Again, I don’t get your argument. No one in this debate has tried to define “non-essential” health care. It looks to me like you are doing what my mom used to call “borrowing trouble”. We don’t know what is in these reform bills bills yet.
The Post Office IS owned by the government - so we should be cheering that someone is identifying rational things to reduce government spending. We should also be cheering that there’s a focus on modernizing health care, including electronic records so that I don’t have to get the same blasted blood test 5 times when once would have done it.
When has government involvement increased the efficiency of anything? Well, let’s see…the interstate system, medicare, even the military itself (though expensive) is pretty efficient - common citizens would have a hard time organizing, training and deploying troups. Though it’s expensive, not many people would say we should do away with all these things.
So, I did read your post, but I still think you are conflating someone planning to remove an unneeded government service, with the proposition that the government would try to define what medical practice should be. But if this has been stated somewhere I’m willing to listen.
I can certainly admit to “borrowing trouble.” It’s looking down the line at what the next steps would be, considering all that this president has stated about healthcare and wanting a single payer option. If we don’t highlight the possibilities, people accept what is given as acceptable. The lobster doesn’t realize the end game is a cooked lobster, and the chef isn’t going to tell him.

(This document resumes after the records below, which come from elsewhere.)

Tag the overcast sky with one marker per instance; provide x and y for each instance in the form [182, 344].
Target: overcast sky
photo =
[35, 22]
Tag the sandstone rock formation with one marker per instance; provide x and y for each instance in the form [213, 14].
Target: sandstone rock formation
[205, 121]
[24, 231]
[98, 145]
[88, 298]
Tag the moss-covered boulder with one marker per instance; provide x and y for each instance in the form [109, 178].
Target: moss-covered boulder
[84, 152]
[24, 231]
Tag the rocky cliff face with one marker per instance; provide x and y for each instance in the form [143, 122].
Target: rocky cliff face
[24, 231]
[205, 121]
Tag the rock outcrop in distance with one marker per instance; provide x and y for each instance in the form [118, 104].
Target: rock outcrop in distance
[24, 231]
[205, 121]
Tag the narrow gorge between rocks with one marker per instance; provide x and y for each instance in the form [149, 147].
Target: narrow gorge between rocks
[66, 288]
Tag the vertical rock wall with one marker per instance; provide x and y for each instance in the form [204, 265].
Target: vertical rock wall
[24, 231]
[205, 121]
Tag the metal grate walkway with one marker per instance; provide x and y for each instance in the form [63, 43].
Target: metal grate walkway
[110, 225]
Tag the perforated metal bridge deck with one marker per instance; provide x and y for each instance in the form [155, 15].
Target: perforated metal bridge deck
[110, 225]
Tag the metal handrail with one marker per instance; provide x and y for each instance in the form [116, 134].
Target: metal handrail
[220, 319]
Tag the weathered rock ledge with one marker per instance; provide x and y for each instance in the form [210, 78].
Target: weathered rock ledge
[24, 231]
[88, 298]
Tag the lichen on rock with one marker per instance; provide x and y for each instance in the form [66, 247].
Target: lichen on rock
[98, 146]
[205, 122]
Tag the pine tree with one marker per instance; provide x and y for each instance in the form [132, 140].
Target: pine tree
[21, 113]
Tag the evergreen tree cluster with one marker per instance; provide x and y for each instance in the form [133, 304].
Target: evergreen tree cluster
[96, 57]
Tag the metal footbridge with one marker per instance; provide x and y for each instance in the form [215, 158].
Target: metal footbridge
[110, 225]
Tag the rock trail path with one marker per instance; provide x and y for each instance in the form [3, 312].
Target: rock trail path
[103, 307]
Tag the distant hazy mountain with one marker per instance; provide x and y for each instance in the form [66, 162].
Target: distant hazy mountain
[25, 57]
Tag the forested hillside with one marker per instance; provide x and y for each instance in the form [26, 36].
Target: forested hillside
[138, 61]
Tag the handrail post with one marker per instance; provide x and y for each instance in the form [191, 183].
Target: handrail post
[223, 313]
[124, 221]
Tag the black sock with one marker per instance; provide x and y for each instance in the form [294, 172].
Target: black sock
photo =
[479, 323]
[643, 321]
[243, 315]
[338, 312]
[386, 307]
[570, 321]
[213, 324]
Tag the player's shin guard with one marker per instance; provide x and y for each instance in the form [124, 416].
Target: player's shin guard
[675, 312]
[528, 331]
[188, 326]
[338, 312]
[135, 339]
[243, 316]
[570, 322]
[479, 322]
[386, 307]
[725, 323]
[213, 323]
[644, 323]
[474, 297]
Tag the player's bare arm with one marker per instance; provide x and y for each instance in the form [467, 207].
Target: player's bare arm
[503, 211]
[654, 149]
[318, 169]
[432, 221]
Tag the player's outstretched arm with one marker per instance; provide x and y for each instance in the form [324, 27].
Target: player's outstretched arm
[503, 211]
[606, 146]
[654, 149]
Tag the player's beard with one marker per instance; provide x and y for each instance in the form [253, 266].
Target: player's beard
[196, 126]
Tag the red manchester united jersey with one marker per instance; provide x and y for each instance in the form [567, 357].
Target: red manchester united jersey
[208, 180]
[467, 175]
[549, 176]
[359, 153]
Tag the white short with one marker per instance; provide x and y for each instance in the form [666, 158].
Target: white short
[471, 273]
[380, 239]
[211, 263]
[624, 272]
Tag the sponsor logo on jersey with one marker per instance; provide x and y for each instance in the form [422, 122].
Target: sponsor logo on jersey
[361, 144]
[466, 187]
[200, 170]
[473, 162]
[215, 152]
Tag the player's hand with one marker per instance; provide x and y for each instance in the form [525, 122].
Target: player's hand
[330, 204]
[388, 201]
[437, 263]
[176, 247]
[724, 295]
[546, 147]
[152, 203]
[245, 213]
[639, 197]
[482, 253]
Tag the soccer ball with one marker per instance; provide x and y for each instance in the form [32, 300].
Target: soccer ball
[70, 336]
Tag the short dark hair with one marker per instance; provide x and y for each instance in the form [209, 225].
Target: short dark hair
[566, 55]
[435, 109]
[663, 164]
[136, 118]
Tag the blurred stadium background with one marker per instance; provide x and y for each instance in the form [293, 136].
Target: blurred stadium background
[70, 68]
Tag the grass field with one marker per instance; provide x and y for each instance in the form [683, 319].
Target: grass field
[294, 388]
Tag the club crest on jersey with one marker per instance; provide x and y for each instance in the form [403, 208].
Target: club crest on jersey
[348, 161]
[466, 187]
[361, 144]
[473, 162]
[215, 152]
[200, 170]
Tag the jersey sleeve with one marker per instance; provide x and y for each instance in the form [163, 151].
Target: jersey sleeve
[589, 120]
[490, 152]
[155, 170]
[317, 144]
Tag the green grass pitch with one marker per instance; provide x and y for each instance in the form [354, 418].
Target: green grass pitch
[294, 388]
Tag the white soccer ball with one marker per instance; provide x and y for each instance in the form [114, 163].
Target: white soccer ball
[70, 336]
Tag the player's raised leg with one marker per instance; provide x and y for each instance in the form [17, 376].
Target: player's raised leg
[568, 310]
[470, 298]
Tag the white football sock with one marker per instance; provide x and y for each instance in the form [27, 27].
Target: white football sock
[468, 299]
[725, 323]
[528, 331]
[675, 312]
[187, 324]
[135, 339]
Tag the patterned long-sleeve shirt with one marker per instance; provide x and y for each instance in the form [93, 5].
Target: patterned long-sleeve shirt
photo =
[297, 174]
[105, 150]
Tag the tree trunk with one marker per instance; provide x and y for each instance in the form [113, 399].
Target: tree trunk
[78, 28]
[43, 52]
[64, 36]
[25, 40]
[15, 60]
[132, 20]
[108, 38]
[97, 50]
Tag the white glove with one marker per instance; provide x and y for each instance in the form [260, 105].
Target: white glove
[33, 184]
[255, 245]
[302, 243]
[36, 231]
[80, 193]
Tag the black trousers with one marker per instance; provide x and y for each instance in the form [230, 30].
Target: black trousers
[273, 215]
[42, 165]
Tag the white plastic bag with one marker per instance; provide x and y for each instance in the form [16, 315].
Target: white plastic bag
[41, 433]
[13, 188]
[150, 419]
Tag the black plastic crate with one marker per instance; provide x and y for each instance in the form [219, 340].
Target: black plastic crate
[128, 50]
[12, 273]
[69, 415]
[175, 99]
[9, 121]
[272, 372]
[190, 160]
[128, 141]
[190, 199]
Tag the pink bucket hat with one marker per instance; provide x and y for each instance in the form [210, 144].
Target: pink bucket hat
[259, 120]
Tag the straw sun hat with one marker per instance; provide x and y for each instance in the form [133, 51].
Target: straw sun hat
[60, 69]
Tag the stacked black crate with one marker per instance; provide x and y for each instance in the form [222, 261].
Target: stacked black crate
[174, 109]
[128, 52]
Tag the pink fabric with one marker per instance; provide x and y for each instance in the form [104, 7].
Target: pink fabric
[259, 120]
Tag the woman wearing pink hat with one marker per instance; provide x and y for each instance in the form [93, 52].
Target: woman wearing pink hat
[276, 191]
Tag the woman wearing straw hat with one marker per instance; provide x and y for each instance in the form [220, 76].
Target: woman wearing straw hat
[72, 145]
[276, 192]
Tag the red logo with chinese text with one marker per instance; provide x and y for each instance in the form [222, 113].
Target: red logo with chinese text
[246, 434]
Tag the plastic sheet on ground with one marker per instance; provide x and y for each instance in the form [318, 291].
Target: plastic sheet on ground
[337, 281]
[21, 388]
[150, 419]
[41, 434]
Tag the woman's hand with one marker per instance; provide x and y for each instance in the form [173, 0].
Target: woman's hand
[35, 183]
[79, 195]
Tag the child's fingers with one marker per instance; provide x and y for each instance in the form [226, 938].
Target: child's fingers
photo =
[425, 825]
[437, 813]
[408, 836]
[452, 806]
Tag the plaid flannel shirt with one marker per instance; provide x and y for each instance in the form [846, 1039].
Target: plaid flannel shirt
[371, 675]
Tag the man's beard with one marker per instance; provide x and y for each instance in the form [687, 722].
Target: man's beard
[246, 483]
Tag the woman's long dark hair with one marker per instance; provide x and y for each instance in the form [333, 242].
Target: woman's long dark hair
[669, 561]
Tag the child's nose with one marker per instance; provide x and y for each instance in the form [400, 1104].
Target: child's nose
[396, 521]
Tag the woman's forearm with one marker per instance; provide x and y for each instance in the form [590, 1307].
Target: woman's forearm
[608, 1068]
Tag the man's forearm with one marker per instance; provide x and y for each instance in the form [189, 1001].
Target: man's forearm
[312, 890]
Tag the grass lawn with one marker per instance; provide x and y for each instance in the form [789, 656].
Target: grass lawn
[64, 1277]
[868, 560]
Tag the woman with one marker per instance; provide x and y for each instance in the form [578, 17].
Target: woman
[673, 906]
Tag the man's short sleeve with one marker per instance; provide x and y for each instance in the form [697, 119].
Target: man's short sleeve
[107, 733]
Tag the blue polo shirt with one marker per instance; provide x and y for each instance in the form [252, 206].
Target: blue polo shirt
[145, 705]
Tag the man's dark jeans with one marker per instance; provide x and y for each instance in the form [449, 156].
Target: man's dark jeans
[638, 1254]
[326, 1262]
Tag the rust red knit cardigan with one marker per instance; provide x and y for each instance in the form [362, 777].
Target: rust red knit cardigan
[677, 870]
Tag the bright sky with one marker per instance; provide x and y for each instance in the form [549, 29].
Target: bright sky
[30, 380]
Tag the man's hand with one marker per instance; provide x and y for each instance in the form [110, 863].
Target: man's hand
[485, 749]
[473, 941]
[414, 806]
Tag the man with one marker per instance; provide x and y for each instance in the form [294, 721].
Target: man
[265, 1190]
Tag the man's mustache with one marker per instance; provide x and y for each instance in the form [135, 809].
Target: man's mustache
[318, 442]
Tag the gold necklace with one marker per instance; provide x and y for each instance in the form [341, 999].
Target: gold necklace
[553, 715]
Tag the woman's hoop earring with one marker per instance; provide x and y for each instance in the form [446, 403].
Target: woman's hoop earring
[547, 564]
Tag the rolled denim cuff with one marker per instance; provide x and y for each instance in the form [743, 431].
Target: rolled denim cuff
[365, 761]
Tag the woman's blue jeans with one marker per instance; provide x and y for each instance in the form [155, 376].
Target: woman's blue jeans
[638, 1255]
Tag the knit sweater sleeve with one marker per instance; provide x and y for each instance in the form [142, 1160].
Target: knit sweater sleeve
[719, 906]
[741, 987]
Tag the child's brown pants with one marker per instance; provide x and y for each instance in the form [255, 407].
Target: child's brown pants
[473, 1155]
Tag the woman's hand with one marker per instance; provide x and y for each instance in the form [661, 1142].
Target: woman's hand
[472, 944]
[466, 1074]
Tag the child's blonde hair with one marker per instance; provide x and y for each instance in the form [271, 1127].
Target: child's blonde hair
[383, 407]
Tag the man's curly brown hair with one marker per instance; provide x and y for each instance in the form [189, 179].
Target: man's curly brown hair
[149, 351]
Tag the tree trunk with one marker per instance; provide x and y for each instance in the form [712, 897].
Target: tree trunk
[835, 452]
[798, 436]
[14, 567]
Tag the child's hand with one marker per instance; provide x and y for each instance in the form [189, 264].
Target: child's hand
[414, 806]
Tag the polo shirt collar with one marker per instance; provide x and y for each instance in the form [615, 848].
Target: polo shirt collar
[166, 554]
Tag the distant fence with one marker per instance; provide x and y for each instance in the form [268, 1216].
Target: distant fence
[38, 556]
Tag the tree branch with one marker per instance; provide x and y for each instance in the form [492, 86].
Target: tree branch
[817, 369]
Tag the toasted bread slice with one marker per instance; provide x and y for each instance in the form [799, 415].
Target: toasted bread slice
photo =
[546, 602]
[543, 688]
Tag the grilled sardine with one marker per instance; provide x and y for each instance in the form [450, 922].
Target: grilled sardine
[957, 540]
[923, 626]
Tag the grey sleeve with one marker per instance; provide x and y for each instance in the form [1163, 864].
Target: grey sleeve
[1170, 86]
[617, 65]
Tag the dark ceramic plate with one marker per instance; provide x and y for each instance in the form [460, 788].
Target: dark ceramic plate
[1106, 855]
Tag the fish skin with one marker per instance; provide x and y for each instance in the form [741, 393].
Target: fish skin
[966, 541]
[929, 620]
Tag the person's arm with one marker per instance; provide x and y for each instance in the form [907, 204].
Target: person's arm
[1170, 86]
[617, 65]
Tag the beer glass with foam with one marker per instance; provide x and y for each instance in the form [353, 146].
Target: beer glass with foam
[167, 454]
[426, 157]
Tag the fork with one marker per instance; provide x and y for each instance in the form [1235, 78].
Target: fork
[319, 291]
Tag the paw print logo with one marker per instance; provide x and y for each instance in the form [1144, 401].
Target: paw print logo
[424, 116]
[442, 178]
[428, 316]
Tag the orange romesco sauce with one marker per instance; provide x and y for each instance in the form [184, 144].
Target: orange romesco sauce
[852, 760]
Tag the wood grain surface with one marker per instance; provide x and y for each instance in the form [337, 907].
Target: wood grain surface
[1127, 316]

I believe you’ll find that the US Postal Service IS a private company, albeit one with a government mandate. The Post Office receives NO tax dollars. It’s operations are entirely funded by the postage you pay to ship stuff (and mailboxes, and certain office supplies it sells at its branches.)
Not exactly a “private company“.
That’s enough for me. Add in the government protection from competition and you see where we are. Do you think Congress is going to let them close more post offices? I doubt it. That’s the political part. Their operations have to have congressional oversight. Let them have true competition and see what happens to them and to postal services.
More government intrusion and source of problems here.